None-GPL NNUE probing code.

Discussion of chess software programming and technical issues.

Moderator: Ras

Daniel Shawul
Posts: 4186
Joined: Tue Mar 14, 2006 11:34 am
Location: Ethiopia

Re: None-GPL NNUE probing code.

Post by Daniel Shawul »

hgm wrote: Tue Feb 02, 2021 3:05 pm
Daniel Shawul wrote: Tue Feb 02, 2021 12:54 amNNUE architecture learns king safety and attack very quickly but something simple as piece values maybe hard without
factorizer, or having it as input directly.
Isn't that just a matter of offering it the right training material? It seems that people have the inclination to train on positions from games between very strong players. But these usually contain zero information on the opening values of pieces, as they stay nearly balanced for a long time. So the only thing the net can learn from it is that positions with a lot of material are always balanced. And it would quite happily set all piece values to 0 in order to guarantee that. To make it understand that trading a Queen for two Pawns in the opening causes a certain loss, you would have to show it enough positions where a Queen was traded for two Pawns.
Yes that is one factor i.e. having "good quality data" that has unbalanced positions, Also the NNUE architecture makes it harder to learn piece values because a piece's merit is based on its position relative to a king.
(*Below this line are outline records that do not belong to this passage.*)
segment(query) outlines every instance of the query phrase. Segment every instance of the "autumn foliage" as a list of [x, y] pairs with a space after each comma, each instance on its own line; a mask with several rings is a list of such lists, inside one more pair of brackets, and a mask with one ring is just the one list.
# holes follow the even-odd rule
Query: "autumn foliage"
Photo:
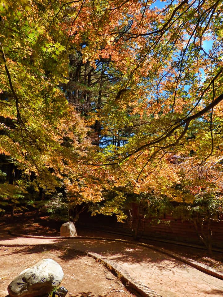
[[60, 189], [121, 220], [129, 195], [221, 200], [222, 9], [0, 1], [0, 153], [15, 189]]

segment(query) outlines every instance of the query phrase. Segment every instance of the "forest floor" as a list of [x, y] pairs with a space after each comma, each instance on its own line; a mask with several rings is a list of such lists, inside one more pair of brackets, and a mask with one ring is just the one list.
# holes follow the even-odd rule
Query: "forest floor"
[[[13, 223], [6, 216], [0, 218], [0, 228], [2, 230], [13, 227], [15, 232], [24, 235], [59, 236], [61, 224], [61, 222], [45, 216], [34, 219], [30, 213], [25, 216], [17, 215]], [[77, 231], [78, 235], [81, 236], [122, 238], [119, 235], [86, 229], [78, 228]], [[122, 238], [131, 239], [130, 238]], [[153, 241], [150, 241], [149, 244], [196, 260], [223, 272], [222, 253], [214, 252], [210, 256], [205, 250]], [[8, 285], [19, 272], [40, 260], [48, 258], [55, 260], [62, 267], [65, 276], [62, 284], [69, 290], [68, 297], [134, 296], [101, 263], [69, 249], [52, 249], [46, 246], [0, 247], [0, 297], [6, 297]]]

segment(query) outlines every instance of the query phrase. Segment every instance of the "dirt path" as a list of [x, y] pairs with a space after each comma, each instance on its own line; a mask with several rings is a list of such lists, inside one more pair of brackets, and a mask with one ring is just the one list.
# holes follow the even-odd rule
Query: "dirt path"
[[43, 239], [9, 236], [6, 240], [2, 237], [0, 240], [1, 245], [27, 244], [53, 244], [100, 254], [125, 268], [163, 297], [223, 296], [223, 281], [146, 247], [92, 239]]

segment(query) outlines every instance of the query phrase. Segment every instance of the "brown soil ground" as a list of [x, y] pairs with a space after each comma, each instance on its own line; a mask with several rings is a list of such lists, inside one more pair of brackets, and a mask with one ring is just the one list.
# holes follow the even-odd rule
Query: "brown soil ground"
[[[26, 235], [59, 236], [61, 222], [42, 216], [33, 218], [33, 213], [16, 215], [13, 223], [9, 217], [0, 219], [0, 228], [14, 227], [17, 233]], [[119, 235], [98, 231], [77, 229], [79, 236], [122, 238]], [[124, 239], [131, 240], [128, 237]], [[150, 244], [164, 248], [195, 260], [223, 272], [223, 254], [210, 257], [205, 250], [150, 241]], [[64, 273], [63, 283], [69, 290], [67, 297], [133, 297], [119, 279], [101, 263], [87, 256], [65, 249], [49, 247], [0, 247], [0, 297], [7, 295], [7, 287], [19, 272], [39, 260], [50, 258], [58, 263]], [[12, 264], [13, 263], [13, 265]]]
[[94, 259], [67, 249], [52, 249], [47, 246], [0, 247], [0, 297], [7, 295], [7, 288], [19, 273], [42, 259], [50, 258], [61, 266], [61, 285], [66, 297], [133, 297], [119, 280]]

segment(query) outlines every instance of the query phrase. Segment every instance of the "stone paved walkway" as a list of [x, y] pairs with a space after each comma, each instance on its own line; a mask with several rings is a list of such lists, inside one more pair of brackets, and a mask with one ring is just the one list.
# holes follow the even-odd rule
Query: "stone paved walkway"
[[149, 248], [93, 239], [46, 239], [0, 235], [1, 245], [53, 244], [100, 254], [163, 297], [223, 297], [223, 281]]

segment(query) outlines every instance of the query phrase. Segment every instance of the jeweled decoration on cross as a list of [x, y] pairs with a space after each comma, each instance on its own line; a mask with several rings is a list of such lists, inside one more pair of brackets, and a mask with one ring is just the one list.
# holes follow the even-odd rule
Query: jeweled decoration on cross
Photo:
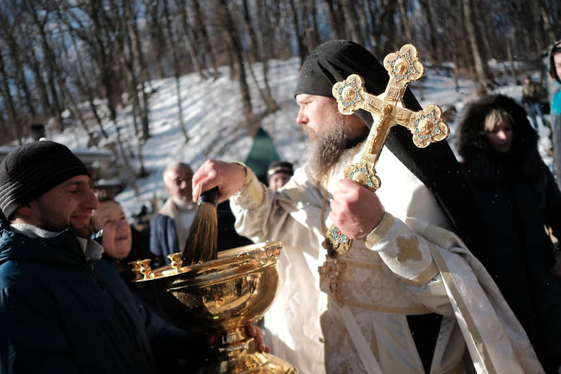
[[[375, 166], [391, 127], [398, 124], [408, 129], [413, 143], [419, 148], [446, 139], [450, 133], [448, 125], [441, 118], [442, 109], [438, 105], [427, 105], [421, 111], [412, 111], [404, 104], [403, 96], [408, 83], [425, 74], [425, 67], [419, 60], [417, 48], [412, 44], [404, 45], [384, 58], [384, 67], [390, 80], [380, 95], [366, 92], [364, 80], [358, 74], [351, 74], [342, 82], [333, 85], [332, 89], [340, 112], [349, 115], [364, 109], [374, 120], [360, 159], [344, 172], [345, 178], [373, 191], [382, 184], [376, 175]], [[325, 237], [324, 247], [333, 258], [345, 253], [352, 245], [352, 239], [334, 226], [327, 230]]]

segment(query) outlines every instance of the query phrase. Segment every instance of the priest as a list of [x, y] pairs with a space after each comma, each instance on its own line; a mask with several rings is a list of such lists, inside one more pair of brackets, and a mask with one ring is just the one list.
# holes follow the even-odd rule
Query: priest
[[[193, 177], [194, 195], [218, 186], [220, 199], [230, 198], [241, 234], [280, 240], [288, 263], [309, 270], [285, 280], [276, 302], [287, 315], [265, 320], [294, 347], [283, 358], [302, 373], [542, 372], [472, 254], [476, 217], [448, 143], [418, 148], [406, 129], [394, 126], [376, 166], [380, 189], [343, 179], [374, 122], [362, 110], [338, 111], [332, 87], [351, 74], [374, 95], [388, 80], [351, 41], [323, 43], [305, 60], [295, 96], [296, 120], [309, 136], [307, 162], [281, 189], [268, 190], [241, 163], [208, 160]], [[408, 89], [404, 103], [421, 109]], [[336, 258], [323, 245], [331, 225], [353, 239]], [[303, 367], [308, 362], [316, 366]]]

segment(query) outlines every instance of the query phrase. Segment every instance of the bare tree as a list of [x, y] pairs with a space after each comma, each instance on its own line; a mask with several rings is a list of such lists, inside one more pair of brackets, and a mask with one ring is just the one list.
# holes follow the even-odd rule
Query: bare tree
[[236, 67], [238, 71], [238, 82], [241, 93], [241, 103], [243, 117], [245, 119], [245, 125], [248, 128], [248, 132], [250, 135], [254, 135], [259, 129], [259, 124], [253, 113], [250, 87], [248, 85], [245, 69], [243, 66], [245, 61], [242, 54], [243, 48], [240, 42], [240, 36], [237, 30], [234, 26], [226, 0], [215, 1], [217, 16], [221, 21], [221, 23], [223, 25], [223, 37], [229, 44], [230, 50], [233, 56], [233, 64]]

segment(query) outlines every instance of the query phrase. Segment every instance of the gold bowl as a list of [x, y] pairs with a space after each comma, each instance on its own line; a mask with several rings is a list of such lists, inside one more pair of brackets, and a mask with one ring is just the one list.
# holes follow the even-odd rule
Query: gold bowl
[[174, 324], [217, 335], [217, 358], [205, 373], [296, 374], [290, 364], [257, 351], [245, 328], [263, 317], [276, 296], [281, 249], [279, 242], [245, 245], [189, 266], [182, 266], [180, 255], [174, 254], [172, 265], [153, 271], [145, 261], [131, 265], [135, 282], [152, 283], [165, 316]]

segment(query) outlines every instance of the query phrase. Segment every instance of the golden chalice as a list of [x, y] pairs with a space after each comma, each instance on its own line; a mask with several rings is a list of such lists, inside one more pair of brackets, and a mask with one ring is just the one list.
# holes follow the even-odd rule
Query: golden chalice
[[[277, 260], [282, 245], [269, 242], [218, 252], [218, 258], [146, 271], [137, 265], [136, 282], [152, 282], [165, 313], [186, 331], [215, 333], [217, 358], [205, 373], [286, 373], [298, 371], [288, 362], [257, 351], [245, 326], [261, 318], [278, 290]], [[139, 269], [143, 272], [140, 274]]]

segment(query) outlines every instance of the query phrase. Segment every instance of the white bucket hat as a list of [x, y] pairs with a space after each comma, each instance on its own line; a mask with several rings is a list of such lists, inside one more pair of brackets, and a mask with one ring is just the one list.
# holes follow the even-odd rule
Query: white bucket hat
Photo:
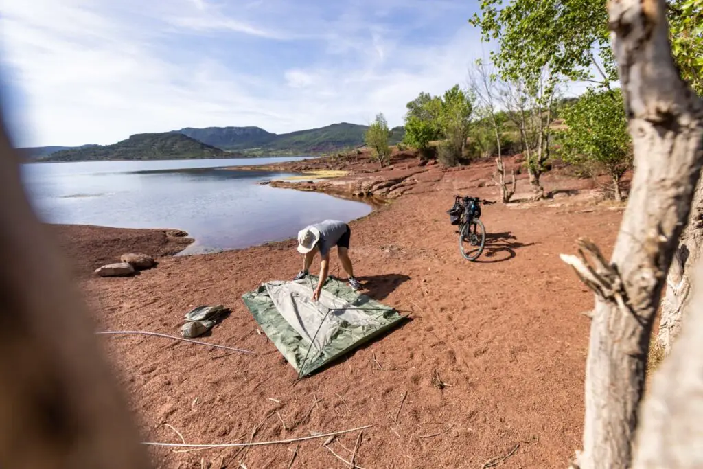
[[320, 240], [320, 230], [314, 226], [304, 228], [298, 232], [298, 252], [307, 254]]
The input is simply too sparse and learning piece values becomes 64x harder because of it. I tried zero reinforcement learning for NNUE, where having bad positions is not a problem, but it failed to learn piece values even though you can see it has learned more advanced features. Supervized learning with depth=18 or so data had shown similar problems but this one is for the reason you mentioned.
connor_mcmonigle
Posts: 544
Joined: Sun Sep 06, 2020 4:40 am
Full name: Connor McMonigle

Re: None-GPL NNUE probing code.

Post by connor_mcmonigle »

Daniel Shawul wrote: Tue Feb 02, 2021 4:19 pm
hgm wrote: Tue Feb 02, 2021 3:05 pm
Daniel Shawul wrote: Tue Feb 02, 2021 12:54 amNNUE architecture learns king safety and attack very quickly but something simple as piece values maybe hard without
factorizer, or having it as input directly.
Isn't that just a matter of offering it the right training material? It seems that people have the inclination to train on positions from games between very strong players. But these usually contain zero information on the opening values of pieces, as they stay nearly balanced for a long time. So the only thing the net can learn from it is that positions with a lot of material are always balanced. And it would quite happily set all piece values to 0 in order to guarantee that. To make it understand that trading a Queen for two Pawns in the opening causes a certain loss, you would have to show it enough positions where a Queen was traded for two Pawns.
Yes that is one factor i.e. having "good quality data" that has unbalanced positions, Also the NNUE architecture makes it harder to learn piece values because a piece's merit is based on its position relative to a king. The input is simply too sparse and learning piece values becomes 64x harder because of it. I tried zero reinforcement learning for NNUE, where having bad positions is not a problem, but it failed to learn piece values even though you can see it has learned more advanced features. Supervized learning with depth=18 or so data had shown similar problems but this one is for the reason you mentioned.
It's possible you're already aware, but the "factorization trick" massively reduces the amount of data/time required to learn piece values. With factorization, I've found that networks with halfkp/halfka input features learn piece values nearly as easily as networks with 768 piece position input features. In practice, it's still a little more difficult to learn piece values with the sparse halfkp/halfka input features as the random initialization of the first layer will result in some noise persisting for rarely observed input features. (perhaps a different weight initialization scheme could resolve this though)

The factorization trick relies on the fact that the sparse halfka or halfkp features contain complete information about the dense 768 or 640, respectively, piece position features. Therefore, it's possible to construct a non-square, sparse, permutation (sort of) matrix M such that, for the sparse input feature vector v and dense input u, M @ v = u. We can then add a separate dense input layer taking dense features using M to convert sparse input features to dense input features for the dense layer. When we export the model, we can use M to fuse the dense input layer with the sparse input layer to obtain a single, equivalent, sparse input layer (for dense input weight matrix W, W @ M results in an equivalent sparse input weight matrix).

There exist many other possible "factorizations" such as material count, rank, file, diagonal etc. In general, for any function taking some subset of the sparse input feature indices to some other set of feature indices, there exists a corresponding M.